House debates

Thursday, 27 June 2024

Questions without Notice

Wages

3:22 pm

Photo of Graham PerrettGraham Perrett (Moreton, Australian Labor Party) Share this | | Hansard source

My question is to the Minister for Employment and Workplace Relations. How is the Albanese Labor government helping deliver pay rises for Australian workers after a decade of low wages?

3:23 pm

Photo of Mr Tony BurkeMr Tony Burke (Watson, Australian Labor Party, Minister for Employment and Workplace Relations) Share this | | Hansard source

I want to thank the member for Moreton. He's a fine member from Queensland who wants to make sure that workers earn more and keep more of what they earn.

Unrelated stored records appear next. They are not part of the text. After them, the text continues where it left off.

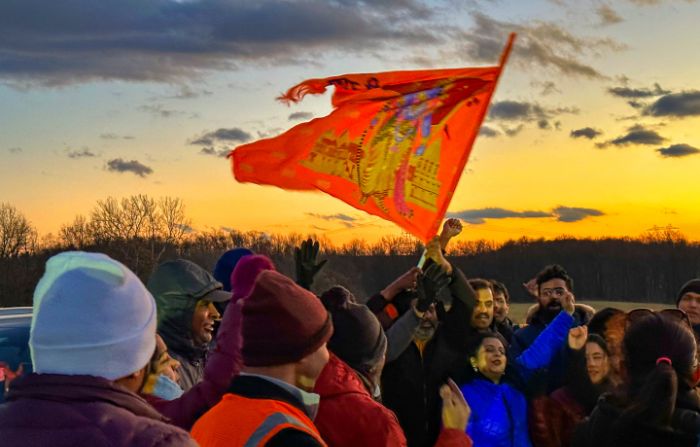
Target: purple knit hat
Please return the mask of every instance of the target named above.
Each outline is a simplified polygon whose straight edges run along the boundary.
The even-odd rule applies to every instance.
[[[333,323],[321,301],[281,273],[261,272],[243,300],[243,363],[295,363],[331,338]]]
[[[250,295],[260,272],[277,270],[275,264],[265,255],[248,255],[241,258],[231,272],[232,302]]]

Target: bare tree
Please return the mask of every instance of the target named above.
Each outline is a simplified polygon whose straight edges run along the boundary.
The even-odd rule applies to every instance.
[[[82,215],[76,216],[71,224],[61,225],[59,238],[65,246],[71,248],[83,248],[95,243],[91,222]]]
[[[36,240],[36,230],[27,218],[9,203],[0,202],[0,258],[31,251]]]

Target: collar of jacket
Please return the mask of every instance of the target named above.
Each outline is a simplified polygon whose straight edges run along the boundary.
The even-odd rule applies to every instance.
[[[65,403],[103,402],[137,416],[168,421],[140,396],[102,377],[27,374],[12,381],[6,396],[8,401],[20,399]]]
[[[228,389],[229,393],[237,394],[249,399],[271,399],[286,402],[293,405],[313,420],[318,410],[319,396],[307,393],[289,384],[283,386],[276,379],[258,374],[246,374],[236,376]]]

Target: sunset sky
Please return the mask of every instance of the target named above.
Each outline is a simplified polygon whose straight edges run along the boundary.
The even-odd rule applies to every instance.
[[[221,154],[328,114],[281,92],[353,72],[495,65],[449,208],[466,239],[700,239],[700,2],[0,1],[0,202],[40,234],[108,196],[182,198],[195,230],[400,234]]]

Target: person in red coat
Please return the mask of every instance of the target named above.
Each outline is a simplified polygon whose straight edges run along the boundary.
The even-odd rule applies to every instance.
[[[330,360],[314,391],[321,396],[314,424],[329,447],[405,447],[396,415],[380,403],[387,341],[379,320],[345,288],[321,295],[333,317]],[[452,382],[441,389],[443,430],[437,446],[470,447],[465,433],[469,407]]]
[[[576,425],[612,389],[611,371],[608,344],[600,335],[590,334],[585,350],[572,352],[569,384],[531,402],[530,436],[535,447],[569,447]]]

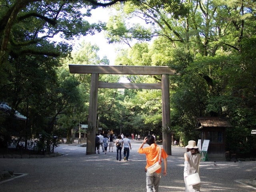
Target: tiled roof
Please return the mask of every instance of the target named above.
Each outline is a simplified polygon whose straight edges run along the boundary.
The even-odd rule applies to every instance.
[[[205,127],[232,127],[229,118],[224,117],[196,117],[198,121],[196,129]]]

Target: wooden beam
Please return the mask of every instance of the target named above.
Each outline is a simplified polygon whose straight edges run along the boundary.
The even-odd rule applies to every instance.
[[[99,88],[118,89],[161,89],[162,84],[160,83],[106,83],[99,82]]]
[[[175,72],[165,66],[126,66],[68,65],[71,73],[132,75],[174,75]]]

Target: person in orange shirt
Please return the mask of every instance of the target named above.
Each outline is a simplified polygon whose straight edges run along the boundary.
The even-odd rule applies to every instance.
[[[150,146],[143,148],[143,146],[146,143],[148,144]],[[138,152],[140,154],[145,154],[146,156],[147,165],[146,166],[145,171],[146,172],[147,192],[158,192],[160,182],[162,168],[160,168],[151,174],[147,172],[147,168],[158,161],[160,147],[158,147],[156,145],[156,140],[154,136],[152,135],[148,135],[145,137],[143,142],[138,150]],[[164,168],[163,174],[164,176],[166,176],[167,174],[167,160],[166,158],[168,156],[168,155],[165,151],[162,148],[161,159],[162,160],[162,158],[164,159]]]

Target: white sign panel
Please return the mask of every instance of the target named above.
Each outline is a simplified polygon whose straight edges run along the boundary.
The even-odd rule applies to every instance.
[[[201,151],[201,149],[202,148],[202,140],[200,139],[198,139],[198,140],[197,141],[197,146],[198,148],[198,149],[200,151]]]
[[[202,151],[207,151],[210,140],[204,140],[203,146],[202,147]]]

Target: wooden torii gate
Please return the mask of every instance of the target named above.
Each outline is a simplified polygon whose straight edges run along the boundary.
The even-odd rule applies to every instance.
[[[97,124],[98,88],[161,89],[163,147],[172,155],[169,75],[174,72],[167,66],[69,65],[71,73],[91,74],[86,155],[94,154]],[[99,82],[99,74],[161,75],[162,83],[106,83]],[[168,131],[166,131],[167,130]]]

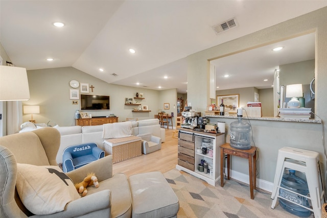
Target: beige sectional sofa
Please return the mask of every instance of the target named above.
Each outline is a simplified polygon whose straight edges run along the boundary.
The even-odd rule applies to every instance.
[[[78,128],[72,127],[70,130],[72,135],[75,132],[73,130]],[[82,134],[81,133],[76,134]],[[60,144],[60,138],[62,136],[56,128],[45,127],[0,138],[0,168],[2,169],[0,175],[0,217],[177,217],[179,208],[178,199],[161,173],[150,172],[135,175],[128,179],[124,174],[112,175],[111,155],[65,174],[69,177],[66,181],[70,178],[75,183],[82,181],[87,173],[94,172],[99,182],[99,188],[88,187],[86,196],[68,202],[65,206],[65,206],[62,210],[54,213],[42,213],[43,215],[40,215],[31,213],[31,210],[29,211],[24,207],[22,204],[24,199],[20,198],[15,190],[16,182],[18,182],[17,180],[19,179],[17,174],[19,174],[17,163],[32,165],[38,169],[44,169],[44,167],[49,169],[51,167],[59,168],[56,166],[56,156]],[[77,137],[76,139],[77,140]],[[52,166],[50,166],[51,165]],[[50,171],[49,171],[50,173]],[[39,172],[34,171],[33,173],[31,174],[33,180],[29,182],[30,184],[34,181],[43,182],[47,179],[53,179],[51,177],[53,176],[49,174],[36,179],[40,176]],[[58,176],[63,180],[63,173],[61,173],[62,174]],[[56,177],[56,176],[53,176],[54,178]],[[59,185],[59,183],[62,183],[62,181],[57,182],[57,185]],[[52,190],[54,187],[53,185],[49,185],[50,188],[46,189],[48,184],[43,183],[41,186],[42,191],[43,189],[46,189],[46,193],[50,190]],[[72,183],[73,187],[71,188],[77,191],[73,184]],[[33,193],[35,196],[39,196],[41,193],[39,192],[39,188],[33,190],[36,192]],[[60,193],[60,191],[64,192],[63,190],[55,192],[54,198],[51,198],[51,200],[56,199],[56,197],[58,197],[58,200],[60,199],[64,194]],[[46,199],[45,198],[43,200],[46,200]],[[153,200],[154,199],[155,201]],[[34,204],[38,206],[37,204]],[[47,209],[47,207],[43,207],[42,209]]]
[[[161,128],[158,119],[148,119],[132,121],[132,134],[133,135],[142,135],[151,134],[161,138],[161,142],[165,141],[165,130]],[[102,132],[103,126],[74,126],[71,127],[55,127],[61,136],[60,147],[57,155],[56,161],[59,166],[62,163],[62,152],[68,146],[82,143],[95,142],[98,147],[104,150]],[[153,151],[160,149],[161,143]]]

I was talking to a Queensland worker this morning who's a bit south of your area, at Tallebudgera. Deborah is an aged-care worker and Deborah was explaining to me that in the last round of pay rises, as a result of the aged care wage case—which those opposite refused to contribute to when the Albanese Labor government said that aged care workers deserved a decent pay rise—her pay went up $500 a fortnight. You look at the pressure that people are under with cost of living, and for Deborah that pay rise came through at the exact time that her mortgage went from fixed interest to variable. For her, it's been life-changing and has ensured that she could deal with cost of living. A wage increase that those opposite opposed, never would have delivered and didn't want us to deliver.

That's how you help people with the cost of living. You don't do it by building expensive nuclear reactors. Those pay rises mean different things for different people. Deborah was going through some of the different workers. She was telling me for herself, every second week she's got the grandchildren and described herself as 'a glutton for punishment'. She said at the workplace that she's at, overwhelmingly it's women in the workplace there. She said more than half of the women at that particular aged-care centre are on their own caring for their kids. She was saying, across that workforce, how much each story was different, but, for each person, the fact that wages are now moving is life changing for those workers.

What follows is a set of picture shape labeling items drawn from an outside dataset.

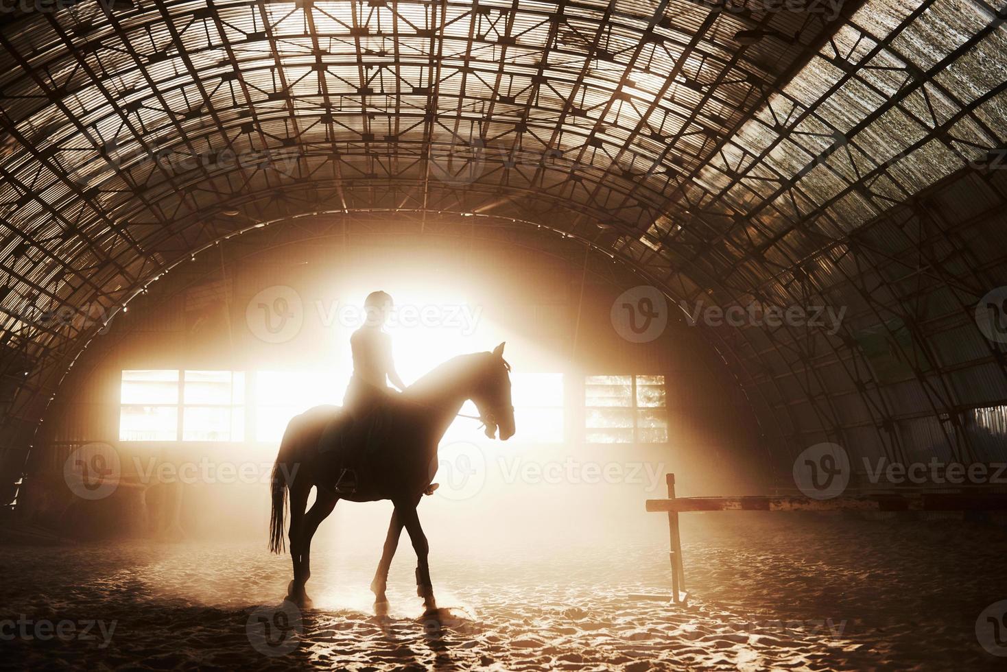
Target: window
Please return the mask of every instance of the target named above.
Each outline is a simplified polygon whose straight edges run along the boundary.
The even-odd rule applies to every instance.
[[[182,441],[245,440],[245,373],[185,371]]]
[[[120,441],[178,440],[178,371],[123,371]]]
[[[120,441],[244,441],[245,374],[123,371]]]
[[[663,375],[592,375],[584,381],[584,429],[589,444],[668,441]]]

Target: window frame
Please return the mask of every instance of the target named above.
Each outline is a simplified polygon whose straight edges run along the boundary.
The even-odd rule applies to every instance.
[[[606,383],[598,383],[598,382],[592,383],[592,382],[589,382],[589,379],[590,378],[595,378],[595,377],[601,377],[601,376],[607,376],[607,377],[628,377],[629,378],[629,404],[628,405],[624,405],[624,406],[601,406],[601,405],[592,405],[592,404],[589,403],[589,399],[588,399],[588,396],[587,396],[588,389],[591,386],[594,386],[594,385],[601,386],[601,385],[606,384]],[[645,383],[643,383],[641,385],[641,383],[639,382],[639,378],[643,378],[643,377],[660,377],[661,380],[662,380],[662,382],[658,383],[658,384],[645,384]],[[668,412],[668,376],[665,373],[623,373],[623,372],[620,372],[620,373],[592,373],[592,374],[585,374],[585,375],[583,375],[582,378],[581,378],[581,382],[582,382],[582,385],[583,385],[583,389],[582,389],[582,393],[581,393],[581,396],[580,396],[580,400],[581,400],[580,406],[581,406],[581,410],[582,410],[582,418],[581,418],[581,423],[580,423],[580,431],[582,433],[581,436],[582,436],[584,444],[589,445],[589,446],[613,446],[613,445],[622,445],[622,446],[664,446],[664,445],[667,445],[668,443],[670,443],[670,436],[669,436],[669,433],[668,433],[668,423],[669,423],[669,419],[670,419],[670,415],[669,415],[669,412]],[[664,404],[663,405],[659,405],[659,406],[641,406],[641,405],[639,405],[639,397],[638,397],[637,389],[640,386],[645,386],[645,387],[658,387],[658,386],[660,386],[664,390]],[[589,411],[591,411],[591,410],[605,410],[605,409],[624,409],[624,410],[628,410],[629,411],[629,416],[632,419],[632,428],[631,428],[632,429],[632,439],[630,441],[609,441],[609,442],[602,442],[602,441],[592,441],[591,439],[589,439],[589,437],[588,437],[589,433],[602,433],[602,432],[611,432],[611,431],[616,431],[616,430],[628,430],[628,429],[630,429],[630,428],[590,428],[590,427],[587,426]],[[651,428],[645,428],[645,427],[641,428],[640,427],[640,424],[639,424],[639,413],[640,413],[641,410],[658,410],[658,411],[661,412],[661,414],[664,416],[664,421],[665,421],[665,427],[664,427],[665,438],[664,438],[664,440],[662,440],[662,441],[644,441],[644,440],[642,440],[640,438],[640,431],[641,430],[651,429]]]

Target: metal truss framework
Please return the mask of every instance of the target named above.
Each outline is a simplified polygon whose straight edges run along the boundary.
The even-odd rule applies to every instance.
[[[826,440],[983,457],[967,416],[1007,404],[970,317],[1007,283],[1007,15],[764,7],[85,0],[7,21],[6,448],[91,336],[42,316],[111,316],[255,223],[409,211],[559,228],[686,306],[846,307],[835,333],[716,334],[781,463]]]

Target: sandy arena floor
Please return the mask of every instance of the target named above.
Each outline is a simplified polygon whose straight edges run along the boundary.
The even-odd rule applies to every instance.
[[[0,547],[0,621],[30,622],[29,632],[69,621],[76,633],[3,641],[0,668],[1003,669],[975,632],[980,613],[1007,599],[1002,529],[773,515],[690,518],[688,607],[626,600],[670,590],[663,538],[593,554],[432,559],[439,602],[457,617],[440,631],[414,620],[408,542],[384,621],[368,592],[380,549],[319,546],[315,608],[299,637],[273,631],[273,647],[262,623],[286,632],[297,615],[275,613],[289,558],[264,542]],[[87,622],[100,623],[82,637]]]

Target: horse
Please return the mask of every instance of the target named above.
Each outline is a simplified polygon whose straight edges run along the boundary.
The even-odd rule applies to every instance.
[[[375,610],[388,613],[385,589],[392,556],[403,527],[416,551],[417,595],[426,614],[437,611],[430,568],[429,546],[420,526],[416,507],[430,488],[437,472],[437,447],[462,404],[471,399],[485,426],[485,436],[507,441],[514,436],[514,405],[511,400],[511,365],[503,359],[503,343],[492,352],[454,357],[433,369],[402,394],[390,397],[380,441],[374,447],[348,446],[326,450],[321,442],[339,441],[338,433],[326,431],[339,406],[315,406],[294,416],[287,425],[272,473],[272,514],[269,547],[284,550],[285,506],[290,502],[290,555],[294,577],[287,585],[286,600],[298,607],[311,606],[305,583],[311,576],[311,538],[318,525],[339,499],[351,502],[391,500],[394,505],[388,536],[371,591]],[[362,444],[366,442],[357,442]],[[343,470],[352,466],[358,475],[352,492],[337,490]],[[315,502],[305,512],[308,495],[315,488]]]

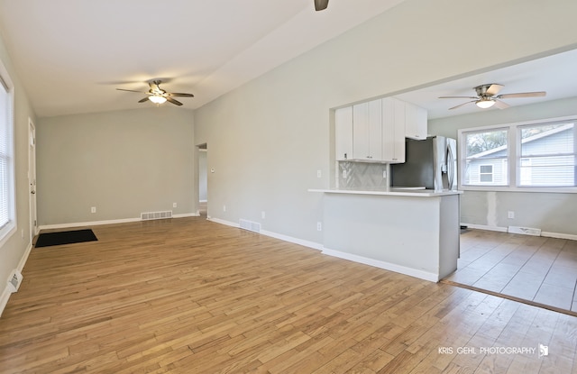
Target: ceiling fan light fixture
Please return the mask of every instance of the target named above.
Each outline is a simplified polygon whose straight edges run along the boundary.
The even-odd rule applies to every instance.
[[[148,99],[151,100],[154,104],[166,103],[166,97],[161,96],[160,95],[151,95],[150,96],[148,96]]]
[[[481,99],[481,100],[477,100],[475,102],[475,104],[477,105],[477,106],[479,106],[481,109],[488,109],[488,108],[490,108],[491,106],[493,106],[495,105],[495,100],[493,100],[493,99]]]

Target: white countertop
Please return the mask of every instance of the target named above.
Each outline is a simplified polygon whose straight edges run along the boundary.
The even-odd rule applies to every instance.
[[[357,190],[357,189],[314,189],[308,192],[323,192],[325,194],[348,194],[348,195],[380,195],[393,196],[417,196],[417,197],[435,197],[444,196],[449,195],[461,195],[463,191],[425,189],[424,187],[389,187],[387,189],[378,190]]]

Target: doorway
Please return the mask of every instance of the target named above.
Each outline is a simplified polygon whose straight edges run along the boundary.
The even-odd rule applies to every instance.
[[[28,195],[30,196],[30,240],[38,233],[38,216],[36,210],[36,127],[28,118]]]
[[[208,147],[206,143],[197,145],[198,160],[198,214],[206,217],[208,214],[208,172],[206,171],[206,160]]]

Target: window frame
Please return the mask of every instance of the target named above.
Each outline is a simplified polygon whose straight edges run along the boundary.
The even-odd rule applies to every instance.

There are millions of stories like Deborah's. There are 2.6 million people who are on the award system who are about to get pay increases. Everybody—a wage earner in the PAYE tax system is about to get a tax cut. People on enterprise agreements are getting pay rises. People are seeing their wages moving because of the Albanese Labor government. People are getting more job security because of the Albanese Labor government. The gender pay gap is closing because of laws that were changed under the Albanese Labor government. People are earning more and keeping more of what they earn because of the Albanese Labor government.

And every one of these changes has been opposed by those opposite—by an opposition that has one simple premise, which is that it wants people to have to work longer for less. You can't talk about the cost of living without wanting people to get paid more, and those opposite want people to get paid less.